It’s the Right Time: Three Types of Content to Develop Now

The pandemic and ongoing protests have highlighted what is important to the people and organizations with whom we do business.

As companies adapt their strategies and move from focus to immediate viability for continuous recovery, marketers are looking for innovative ways to stay in touch with their customers.

Companies are redesigning their communications based on what they have learned about their customers’ needs and are increasingly shifting from a sales culture to a service culture.

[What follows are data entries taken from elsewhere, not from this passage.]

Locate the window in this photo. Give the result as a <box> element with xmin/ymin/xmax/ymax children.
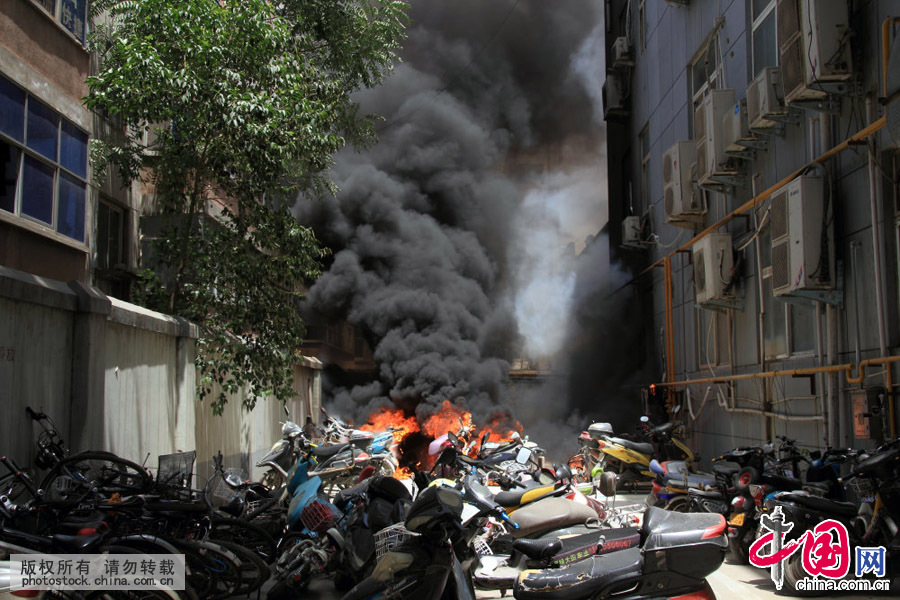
<box><xmin>750</xmin><ymin>0</ymin><xmax>778</xmax><ymax>77</ymax></box>
<box><xmin>96</xmin><ymin>199</ymin><xmax>125</xmax><ymax>270</ymax></box>
<box><xmin>696</xmin><ymin>308</ymin><xmax>729</xmax><ymax>368</ymax></box>
<box><xmin>0</xmin><ymin>77</ymin><xmax>88</xmax><ymax>242</ymax></box>
<box><xmin>690</xmin><ymin>33</ymin><xmax>725</xmax><ymax>108</ymax></box>
<box><xmin>757</xmin><ymin>212</ymin><xmax>816</xmax><ymax>359</ymax></box>
<box><xmin>629</xmin><ymin>0</ymin><xmax>647</xmax><ymax>52</ymax></box>
<box><xmin>630</xmin><ymin>123</ymin><xmax>650</xmax><ymax>214</ymax></box>
<box><xmin>32</xmin><ymin>0</ymin><xmax>87</xmax><ymax>44</ymax></box>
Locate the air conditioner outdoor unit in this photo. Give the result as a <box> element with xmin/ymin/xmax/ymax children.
<box><xmin>612</xmin><ymin>36</ymin><xmax>634</xmax><ymax>69</ymax></box>
<box><xmin>769</xmin><ymin>176</ymin><xmax>834</xmax><ymax>296</ymax></box>
<box><xmin>722</xmin><ymin>100</ymin><xmax>750</xmax><ymax>152</ymax></box>
<box><xmin>777</xmin><ymin>0</ymin><xmax>852</xmax><ymax>104</ymax></box>
<box><xmin>662</xmin><ymin>140</ymin><xmax>706</xmax><ymax>227</ymax></box>
<box><xmin>692</xmin><ymin>233</ymin><xmax>734</xmax><ymax>304</ymax></box>
<box><xmin>694</xmin><ymin>90</ymin><xmax>735</xmax><ymax>186</ymax></box>
<box><xmin>622</xmin><ymin>216</ymin><xmax>642</xmax><ymax>248</ymax></box>
<box><xmin>603</xmin><ymin>73</ymin><xmax>628</xmax><ymax>120</ymax></box>
<box><xmin>747</xmin><ymin>67</ymin><xmax>787</xmax><ymax>129</ymax></box>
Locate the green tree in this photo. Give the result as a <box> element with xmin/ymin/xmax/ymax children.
<box><xmin>85</xmin><ymin>0</ymin><xmax>408</xmax><ymax>412</ymax></box>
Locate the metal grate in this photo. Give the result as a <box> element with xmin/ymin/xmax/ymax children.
<box><xmin>375</xmin><ymin>523</ymin><xmax>419</xmax><ymax>559</ymax></box>
<box><xmin>697</xmin><ymin>138</ymin><xmax>709</xmax><ymax>181</ymax></box>
<box><xmin>300</xmin><ymin>496</ymin><xmax>341</xmax><ymax>533</ymax></box>
<box><xmin>772</xmin><ymin>239</ymin><xmax>791</xmax><ymax>290</ymax></box>
<box><xmin>694</xmin><ymin>102</ymin><xmax>706</xmax><ymax>144</ymax></box>
<box><xmin>769</xmin><ymin>189</ymin><xmax>791</xmax><ymax>242</ymax></box>
<box><xmin>665</xmin><ymin>185</ymin><xmax>676</xmax><ymax>217</ymax></box>
<box><xmin>781</xmin><ymin>36</ymin><xmax>806</xmax><ymax>98</ymax></box>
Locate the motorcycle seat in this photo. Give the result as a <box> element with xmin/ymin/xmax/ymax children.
<box><xmin>513</xmin><ymin>548</ymin><xmax>643</xmax><ymax>600</ymax></box>
<box><xmin>775</xmin><ymin>494</ymin><xmax>859</xmax><ymax>517</ymax></box>
<box><xmin>509</xmin><ymin>497</ymin><xmax>597</xmax><ymax>538</ymax></box>
<box><xmin>641</xmin><ymin>506</ymin><xmax>725</xmax><ymax>552</ymax></box>
<box><xmin>688</xmin><ymin>488</ymin><xmax>725</xmax><ymax>500</ymax></box>
<box><xmin>494</xmin><ymin>481</ymin><xmax>556</xmax><ymax>508</ymax></box>
<box><xmin>513</xmin><ymin>538</ymin><xmax>562</xmax><ymax>560</ymax></box>
<box><xmin>53</xmin><ymin>533</ymin><xmax>103</xmax><ymax>554</ymax></box>
<box><xmin>713</xmin><ymin>463</ymin><xmax>741</xmax><ymax>477</ymax></box>
<box><xmin>312</xmin><ymin>442</ymin><xmax>350</xmax><ymax>460</ymax></box>
<box><xmin>606</xmin><ymin>437</ymin><xmax>653</xmax><ymax>454</ymax></box>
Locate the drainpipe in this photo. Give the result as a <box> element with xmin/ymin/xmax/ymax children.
<box><xmin>866</xmin><ymin>94</ymin><xmax>887</xmax><ymax>356</ymax></box>
<box><xmin>752</xmin><ymin>177</ymin><xmax>769</xmax><ymax>435</ymax></box>
<box><xmin>850</xmin><ymin>242</ymin><xmax>864</xmax><ymax>365</ymax></box>
<box><xmin>807</xmin><ymin>115</ymin><xmax>834</xmax><ymax>446</ymax></box>
<box><xmin>819</xmin><ymin>114</ymin><xmax>845</xmax><ymax>448</ymax></box>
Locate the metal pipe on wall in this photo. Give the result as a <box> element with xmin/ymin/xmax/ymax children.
<box><xmin>866</xmin><ymin>94</ymin><xmax>887</xmax><ymax>366</ymax></box>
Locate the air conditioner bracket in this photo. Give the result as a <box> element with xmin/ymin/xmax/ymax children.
<box><xmin>695</xmin><ymin>298</ymin><xmax>744</xmax><ymax>312</ymax></box>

Therefore, there is an unfilled opportunity for many organizations to develop content that goes beyond their response to COVID-19 and society’s demands for greater diversity, equality, and inclusion while meeting the client’s short-term costs.

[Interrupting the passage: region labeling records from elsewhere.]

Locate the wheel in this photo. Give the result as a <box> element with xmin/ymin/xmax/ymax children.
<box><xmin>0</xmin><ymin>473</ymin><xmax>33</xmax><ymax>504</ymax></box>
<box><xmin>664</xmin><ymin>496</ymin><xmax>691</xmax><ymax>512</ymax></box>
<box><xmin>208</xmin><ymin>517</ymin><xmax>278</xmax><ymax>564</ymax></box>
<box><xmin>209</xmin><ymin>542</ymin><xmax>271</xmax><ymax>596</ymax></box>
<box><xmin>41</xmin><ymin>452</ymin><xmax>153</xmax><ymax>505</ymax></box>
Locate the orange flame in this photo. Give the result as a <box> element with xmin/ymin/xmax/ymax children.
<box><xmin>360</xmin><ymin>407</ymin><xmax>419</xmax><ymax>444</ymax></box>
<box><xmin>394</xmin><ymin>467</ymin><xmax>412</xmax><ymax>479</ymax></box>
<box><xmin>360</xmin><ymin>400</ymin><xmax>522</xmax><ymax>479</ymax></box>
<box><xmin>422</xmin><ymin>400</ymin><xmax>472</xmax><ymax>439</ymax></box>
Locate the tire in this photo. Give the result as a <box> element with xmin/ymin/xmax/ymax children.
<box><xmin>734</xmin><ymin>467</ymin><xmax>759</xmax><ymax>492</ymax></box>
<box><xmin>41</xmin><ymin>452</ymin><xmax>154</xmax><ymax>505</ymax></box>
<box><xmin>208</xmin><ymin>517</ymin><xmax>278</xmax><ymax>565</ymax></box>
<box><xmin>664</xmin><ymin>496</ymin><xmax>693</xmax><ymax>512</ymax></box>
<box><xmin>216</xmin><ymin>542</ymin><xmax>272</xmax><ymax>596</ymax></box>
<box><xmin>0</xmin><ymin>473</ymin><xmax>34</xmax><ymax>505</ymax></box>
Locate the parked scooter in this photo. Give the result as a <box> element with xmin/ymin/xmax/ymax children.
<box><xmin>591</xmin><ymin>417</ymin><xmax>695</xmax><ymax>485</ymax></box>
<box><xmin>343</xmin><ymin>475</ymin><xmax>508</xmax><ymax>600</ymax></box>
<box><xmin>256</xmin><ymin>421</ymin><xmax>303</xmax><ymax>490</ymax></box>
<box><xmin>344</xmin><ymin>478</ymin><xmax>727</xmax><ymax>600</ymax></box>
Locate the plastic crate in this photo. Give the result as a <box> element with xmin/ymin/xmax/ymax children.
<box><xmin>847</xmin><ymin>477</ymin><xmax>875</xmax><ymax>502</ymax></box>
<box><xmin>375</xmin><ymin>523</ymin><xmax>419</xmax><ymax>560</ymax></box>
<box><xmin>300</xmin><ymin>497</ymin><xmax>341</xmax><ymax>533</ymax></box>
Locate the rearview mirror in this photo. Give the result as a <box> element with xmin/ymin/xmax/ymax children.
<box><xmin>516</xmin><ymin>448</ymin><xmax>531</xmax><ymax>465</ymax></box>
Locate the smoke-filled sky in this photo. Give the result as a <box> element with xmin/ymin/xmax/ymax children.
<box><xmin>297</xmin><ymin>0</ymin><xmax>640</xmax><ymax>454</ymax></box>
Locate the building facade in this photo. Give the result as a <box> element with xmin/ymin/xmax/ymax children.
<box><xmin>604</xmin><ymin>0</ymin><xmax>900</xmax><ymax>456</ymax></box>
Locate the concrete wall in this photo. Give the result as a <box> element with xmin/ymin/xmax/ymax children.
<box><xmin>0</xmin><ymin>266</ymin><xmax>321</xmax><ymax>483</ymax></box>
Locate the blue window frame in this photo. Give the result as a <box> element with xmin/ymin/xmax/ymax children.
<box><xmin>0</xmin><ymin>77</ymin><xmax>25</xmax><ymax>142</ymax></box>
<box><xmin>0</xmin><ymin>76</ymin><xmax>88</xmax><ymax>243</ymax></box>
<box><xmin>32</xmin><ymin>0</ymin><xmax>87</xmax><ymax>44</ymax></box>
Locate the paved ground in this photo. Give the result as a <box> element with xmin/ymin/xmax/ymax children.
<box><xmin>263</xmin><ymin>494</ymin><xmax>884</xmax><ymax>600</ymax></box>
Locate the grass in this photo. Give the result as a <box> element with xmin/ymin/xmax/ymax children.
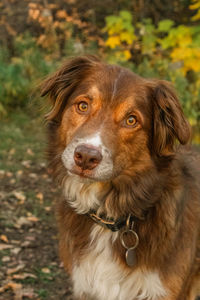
<box><xmin>0</xmin><ymin>110</ymin><xmax>45</xmax><ymax>172</ymax></box>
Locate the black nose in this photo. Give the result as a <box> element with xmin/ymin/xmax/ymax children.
<box><xmin>74</xmin><ymin>145</ymin><xmax>102</xmax><ymax>170</ymax></box>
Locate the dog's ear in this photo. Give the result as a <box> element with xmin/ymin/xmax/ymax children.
<box><xmin>152</xmin><ymin>81</ymin><xmax>190</xmax><ymax>156</ymax></box>
<box><xmin>41</xmin><ymin>55</ymin><xmax>100</xmax><ymax>122</ymax></box>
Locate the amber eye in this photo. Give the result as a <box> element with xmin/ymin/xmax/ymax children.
<box><xmin>126</xmin><ymin>115</ymin><xmax>137</xmax><ymax>126</ymax></box>
<box><xmin>77</xmin><ymin>101</ymin><xmax>88</xmax><ymax>112</ymax></box>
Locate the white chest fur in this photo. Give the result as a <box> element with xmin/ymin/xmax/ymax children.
<box><xmin>72</xmin><ymin>225</ymin><xmax>166</xmax><ymax>300</ymax></box>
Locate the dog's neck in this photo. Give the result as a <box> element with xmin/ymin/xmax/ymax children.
<box><xmin>63</xmin><ymin>175</ymin><xmax>150</xmax><ymax>223</ymax></box>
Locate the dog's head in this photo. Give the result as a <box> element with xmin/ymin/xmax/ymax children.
<box><xmin>42</xmin><ymin>56</ymin><xmax>190</xmax><ymax>181</ymax></box>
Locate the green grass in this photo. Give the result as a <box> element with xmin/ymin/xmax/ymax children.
<box><xmin>0</xmin><ymin>110</ymin><xmax>45</xmax><ymax>172</ymax></box>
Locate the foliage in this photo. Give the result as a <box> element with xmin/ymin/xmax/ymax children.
<box><xmin>0</xmin><ymin>0</ymin><xmax>200</xmax><ymax>142</ymax></box>
<box><xmin>103</xmin><ymin>8</ymin><xmax>200</xmax><ymax>141</ymax></box>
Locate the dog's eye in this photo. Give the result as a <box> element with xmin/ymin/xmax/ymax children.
<box><xmin>126</xmin><ymin>115</ymin><xmax>137</xmax><ymax>127</ymax></box>
<box><xmin>77</xmin><ymin>101</ymin><xmax>88</xmax><ymax>113</ymax></box>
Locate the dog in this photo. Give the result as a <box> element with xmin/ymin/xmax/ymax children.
<box><xmin>41</xmin><ymin>55</ymin><xmax>200</xmax><ymax>300</ymax></box>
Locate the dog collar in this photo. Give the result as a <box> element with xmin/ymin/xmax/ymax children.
<box><xmin>88</xmin><ymin>211</ymin><xmax>135</xmax><ymax>232</ymax></box>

Messages that make a difference

It is more important than ever to deliver authentic messages to your customers, build relationships and now deliver useful and relevant information for your business.

The media has already been inundated with COVID-19-related content, but people are still looking for very useful advice from companies and the media, whether adjusting policies and processes to manage employees remotely or retain customers.

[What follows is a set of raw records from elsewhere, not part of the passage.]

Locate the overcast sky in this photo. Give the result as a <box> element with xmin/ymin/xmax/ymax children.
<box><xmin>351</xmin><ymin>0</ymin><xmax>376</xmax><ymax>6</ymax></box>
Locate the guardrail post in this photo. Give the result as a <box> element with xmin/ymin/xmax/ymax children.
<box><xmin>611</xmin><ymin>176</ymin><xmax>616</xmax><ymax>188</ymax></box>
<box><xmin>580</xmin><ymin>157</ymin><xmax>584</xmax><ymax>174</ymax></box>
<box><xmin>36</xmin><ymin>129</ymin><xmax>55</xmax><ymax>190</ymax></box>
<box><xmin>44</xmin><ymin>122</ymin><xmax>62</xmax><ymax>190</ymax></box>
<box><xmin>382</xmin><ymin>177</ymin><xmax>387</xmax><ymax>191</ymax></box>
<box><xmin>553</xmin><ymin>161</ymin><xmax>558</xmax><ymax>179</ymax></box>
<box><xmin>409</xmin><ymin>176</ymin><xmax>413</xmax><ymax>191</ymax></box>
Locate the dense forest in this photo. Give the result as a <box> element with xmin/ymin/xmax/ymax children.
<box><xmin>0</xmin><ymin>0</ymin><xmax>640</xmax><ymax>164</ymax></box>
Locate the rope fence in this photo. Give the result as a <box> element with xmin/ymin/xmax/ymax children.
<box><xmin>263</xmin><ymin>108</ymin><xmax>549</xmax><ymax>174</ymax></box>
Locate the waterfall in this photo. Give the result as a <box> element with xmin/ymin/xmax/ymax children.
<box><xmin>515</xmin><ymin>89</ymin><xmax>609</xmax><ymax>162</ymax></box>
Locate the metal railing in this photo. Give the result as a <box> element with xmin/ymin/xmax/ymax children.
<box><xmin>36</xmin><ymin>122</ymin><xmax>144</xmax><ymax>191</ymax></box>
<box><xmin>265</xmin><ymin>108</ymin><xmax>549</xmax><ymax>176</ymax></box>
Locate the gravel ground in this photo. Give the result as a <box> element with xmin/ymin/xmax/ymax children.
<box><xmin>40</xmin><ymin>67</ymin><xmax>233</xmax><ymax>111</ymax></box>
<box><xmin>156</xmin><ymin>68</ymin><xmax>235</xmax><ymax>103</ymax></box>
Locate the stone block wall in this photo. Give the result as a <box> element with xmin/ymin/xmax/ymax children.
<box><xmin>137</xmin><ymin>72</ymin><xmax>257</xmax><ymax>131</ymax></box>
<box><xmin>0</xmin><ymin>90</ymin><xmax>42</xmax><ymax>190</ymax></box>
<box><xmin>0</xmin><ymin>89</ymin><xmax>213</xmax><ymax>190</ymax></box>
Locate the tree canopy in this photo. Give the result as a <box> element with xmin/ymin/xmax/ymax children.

And while different sectors are interested in varying degrees – some remain stable or thriving, while others can focus on cutting costs until businesses recover – you still want to be willing to act when your customers and the economy are ready.

It’s time for content, of the right kind

It takes time to develop good content. This means that there will be an interval between the time when you start to develop the content and the moment when it is ready for public use. If you wait for the business to restart, you will be late.

Three types of content are relevant to the current business environment: blog posts, contribution articles, and white papers / POVs.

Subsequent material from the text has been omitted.